15 May 2017

Typology of internet shutdowns in Kashmir

Pranay Kotasthane

Three methods of varying intensity have been tried over the last two years

Suspension of internet services has become an integral part of the toolkit for preventing large-scale violence. In India, it is the conflict-ridden Jammu & Kashmir state where this strategy has been deployed with highest intensity over the last two years.

the valley has seen network shutdowns 28 times in the last five years.. India saw 14 cases of internet shutdown in 2015. This number rose to 30 in 2016. This year has already seen 17 cases of Internet shutdowns so far — and five of them have been in Jammu and Kashmir [Mint, May 4, 2017].

Going one-step further, there have been three types of interventions that have been deployed in this broader category of shutting the internet down.

The first category comprises of shutdown on mobile internet services i.e. blocking 2G, 3G, and 4G data services in an area. This has been the most frequently used internet shutdown technique in J&K. It comes in two variants, ban on postpaid services and ban on prepaid services. Generally, mobile internet services are restored faster on postpaid connections when compared to prepaid ones.

For example, to quell the protests after the the killing of Hizbul Mujahideen militant Burhan Wani in July 8, 2016, mobile internet services were banned.

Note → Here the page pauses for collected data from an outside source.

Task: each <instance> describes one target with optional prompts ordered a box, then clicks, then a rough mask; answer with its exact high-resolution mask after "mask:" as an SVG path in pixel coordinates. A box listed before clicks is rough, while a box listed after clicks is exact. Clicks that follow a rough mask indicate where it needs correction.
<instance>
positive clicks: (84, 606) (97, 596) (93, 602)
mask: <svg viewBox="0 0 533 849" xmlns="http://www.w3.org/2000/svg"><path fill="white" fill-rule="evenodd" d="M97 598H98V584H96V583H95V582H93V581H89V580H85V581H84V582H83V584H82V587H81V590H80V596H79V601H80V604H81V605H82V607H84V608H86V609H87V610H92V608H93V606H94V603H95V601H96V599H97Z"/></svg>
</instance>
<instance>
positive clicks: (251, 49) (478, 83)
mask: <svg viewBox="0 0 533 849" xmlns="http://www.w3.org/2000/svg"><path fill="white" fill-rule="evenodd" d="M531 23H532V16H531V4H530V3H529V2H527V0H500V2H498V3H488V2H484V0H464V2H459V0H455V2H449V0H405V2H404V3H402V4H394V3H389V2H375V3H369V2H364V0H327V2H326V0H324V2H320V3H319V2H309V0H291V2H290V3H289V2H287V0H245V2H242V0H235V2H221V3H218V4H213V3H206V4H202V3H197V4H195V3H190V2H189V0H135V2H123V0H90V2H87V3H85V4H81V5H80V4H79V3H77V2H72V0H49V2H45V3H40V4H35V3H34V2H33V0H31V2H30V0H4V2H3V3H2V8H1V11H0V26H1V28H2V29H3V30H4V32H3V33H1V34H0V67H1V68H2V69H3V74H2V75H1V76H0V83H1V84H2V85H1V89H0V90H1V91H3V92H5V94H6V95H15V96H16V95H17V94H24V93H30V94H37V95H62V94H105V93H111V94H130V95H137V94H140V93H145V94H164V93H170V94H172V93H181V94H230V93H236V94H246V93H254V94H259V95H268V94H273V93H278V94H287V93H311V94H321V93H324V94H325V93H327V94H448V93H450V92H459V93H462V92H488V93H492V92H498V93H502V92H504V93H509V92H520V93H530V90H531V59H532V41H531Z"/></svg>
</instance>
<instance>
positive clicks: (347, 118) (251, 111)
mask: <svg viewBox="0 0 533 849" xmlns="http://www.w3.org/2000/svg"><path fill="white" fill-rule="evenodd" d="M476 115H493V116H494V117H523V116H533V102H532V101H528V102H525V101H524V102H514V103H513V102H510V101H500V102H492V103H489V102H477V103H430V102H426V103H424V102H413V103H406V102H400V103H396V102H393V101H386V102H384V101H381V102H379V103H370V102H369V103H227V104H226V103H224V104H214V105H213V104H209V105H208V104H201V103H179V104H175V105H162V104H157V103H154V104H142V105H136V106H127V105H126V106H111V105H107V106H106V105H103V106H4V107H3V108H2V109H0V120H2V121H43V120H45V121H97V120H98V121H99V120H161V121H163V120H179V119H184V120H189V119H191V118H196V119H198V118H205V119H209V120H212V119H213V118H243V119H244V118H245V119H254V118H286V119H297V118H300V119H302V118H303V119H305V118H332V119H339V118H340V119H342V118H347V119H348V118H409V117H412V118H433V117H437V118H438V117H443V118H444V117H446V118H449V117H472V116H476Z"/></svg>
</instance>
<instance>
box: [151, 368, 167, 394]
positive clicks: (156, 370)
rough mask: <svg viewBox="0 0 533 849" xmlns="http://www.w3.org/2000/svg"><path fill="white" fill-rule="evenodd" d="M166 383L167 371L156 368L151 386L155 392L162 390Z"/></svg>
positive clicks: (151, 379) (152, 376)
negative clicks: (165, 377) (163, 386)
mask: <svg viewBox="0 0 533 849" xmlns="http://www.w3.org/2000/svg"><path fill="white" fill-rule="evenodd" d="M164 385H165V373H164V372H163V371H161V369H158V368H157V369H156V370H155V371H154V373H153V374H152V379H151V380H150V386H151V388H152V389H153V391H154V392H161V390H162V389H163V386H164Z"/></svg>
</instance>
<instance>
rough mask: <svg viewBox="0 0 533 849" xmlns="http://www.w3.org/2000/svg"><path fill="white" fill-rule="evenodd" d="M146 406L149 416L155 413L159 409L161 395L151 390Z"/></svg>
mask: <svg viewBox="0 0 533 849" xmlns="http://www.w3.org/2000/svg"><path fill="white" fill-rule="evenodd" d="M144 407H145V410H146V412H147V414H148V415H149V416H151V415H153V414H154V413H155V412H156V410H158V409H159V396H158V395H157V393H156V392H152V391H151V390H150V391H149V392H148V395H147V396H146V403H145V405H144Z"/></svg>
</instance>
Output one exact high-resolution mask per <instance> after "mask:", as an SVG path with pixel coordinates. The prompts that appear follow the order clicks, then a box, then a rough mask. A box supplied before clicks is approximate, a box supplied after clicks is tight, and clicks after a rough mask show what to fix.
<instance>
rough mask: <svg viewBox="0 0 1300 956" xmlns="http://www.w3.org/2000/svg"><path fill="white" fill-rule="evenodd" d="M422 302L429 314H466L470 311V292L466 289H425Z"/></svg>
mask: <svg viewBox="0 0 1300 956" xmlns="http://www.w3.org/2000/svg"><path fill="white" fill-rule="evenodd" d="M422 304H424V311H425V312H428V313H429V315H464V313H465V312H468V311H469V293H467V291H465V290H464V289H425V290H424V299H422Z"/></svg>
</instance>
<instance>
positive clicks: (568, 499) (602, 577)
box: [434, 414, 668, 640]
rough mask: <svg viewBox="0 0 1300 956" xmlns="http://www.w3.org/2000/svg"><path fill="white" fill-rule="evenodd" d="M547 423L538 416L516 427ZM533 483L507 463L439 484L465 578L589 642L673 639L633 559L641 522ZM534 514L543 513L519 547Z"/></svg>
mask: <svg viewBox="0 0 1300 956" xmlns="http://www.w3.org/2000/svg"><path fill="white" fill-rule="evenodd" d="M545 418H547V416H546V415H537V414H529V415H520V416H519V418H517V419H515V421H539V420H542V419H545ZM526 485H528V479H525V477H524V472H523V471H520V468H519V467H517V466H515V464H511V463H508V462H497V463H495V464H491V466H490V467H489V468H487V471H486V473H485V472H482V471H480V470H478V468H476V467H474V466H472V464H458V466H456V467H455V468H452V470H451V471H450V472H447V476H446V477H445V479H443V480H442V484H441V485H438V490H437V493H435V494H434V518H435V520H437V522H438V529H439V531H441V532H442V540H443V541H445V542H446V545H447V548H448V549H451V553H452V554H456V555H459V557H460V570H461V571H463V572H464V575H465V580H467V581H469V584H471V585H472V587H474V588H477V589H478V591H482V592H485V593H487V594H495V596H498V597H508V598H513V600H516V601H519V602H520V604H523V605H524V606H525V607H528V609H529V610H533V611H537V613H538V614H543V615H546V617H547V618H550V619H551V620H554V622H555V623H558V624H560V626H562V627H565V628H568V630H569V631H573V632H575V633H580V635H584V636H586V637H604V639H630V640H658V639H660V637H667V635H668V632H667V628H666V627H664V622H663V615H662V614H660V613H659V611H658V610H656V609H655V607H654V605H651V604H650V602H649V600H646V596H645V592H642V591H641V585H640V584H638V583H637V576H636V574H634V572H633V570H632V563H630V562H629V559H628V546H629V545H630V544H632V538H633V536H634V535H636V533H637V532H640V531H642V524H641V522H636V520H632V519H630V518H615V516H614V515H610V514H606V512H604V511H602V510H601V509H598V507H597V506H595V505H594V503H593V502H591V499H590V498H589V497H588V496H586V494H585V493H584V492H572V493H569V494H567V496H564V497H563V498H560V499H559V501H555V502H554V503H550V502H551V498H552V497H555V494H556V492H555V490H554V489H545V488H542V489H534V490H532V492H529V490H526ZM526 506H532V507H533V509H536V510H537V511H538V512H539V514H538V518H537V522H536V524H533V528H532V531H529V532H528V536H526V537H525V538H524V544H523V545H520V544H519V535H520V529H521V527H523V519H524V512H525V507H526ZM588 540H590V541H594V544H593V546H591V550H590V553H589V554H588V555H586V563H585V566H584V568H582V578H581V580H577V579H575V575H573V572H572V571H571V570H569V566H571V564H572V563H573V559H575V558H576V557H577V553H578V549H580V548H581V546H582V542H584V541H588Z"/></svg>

While the internet ban was lifted for postpaid connections on November 16, 2016, prepaid consumers were able to access internet only from January 28th, 2017 — after more than six months it kicked in.

The second category is a superset of the first category. Besides all restrictions on mobile internet, this category includes a ban on wired broadband access. This has generally been used more cautiously, and in smaller chunks of 4–5 days. For example, during the same period in the second half of 2016, when mobile internet services were banned, broadband internet services were blocked starting 13th August (for 5 days) and again on 12th September (for another 5 days).

The third category is a new one. It was deployed starting on April 26th this year. This time around, URLs of 22 social networking services were directed to be blocked for one month until further orders. People then took to VPNs in order to access the internet once high-speed (3G) internet was available to them.

Blocking access to internet has huge negative externalities — though the aim is to prevent nefarious elements from spreading rumours, it curtails civil liberties of all individuals in the affected area. Hence, it should ideally never be used. However, given that radically networked individuals have used the internet to mobilise people for violence—in Muzaffarnagar (2013), Dadri (2015), and Gujarat (Patidar agitation, 2015)—there is a case that when the clear and present danger doctrine applies, it is alright to impose restrictions on internet usage. But the threshold at which such a ban should kick in and the intensity of enforcement across areas needs a thourough reassessment so that this provision does not get misused.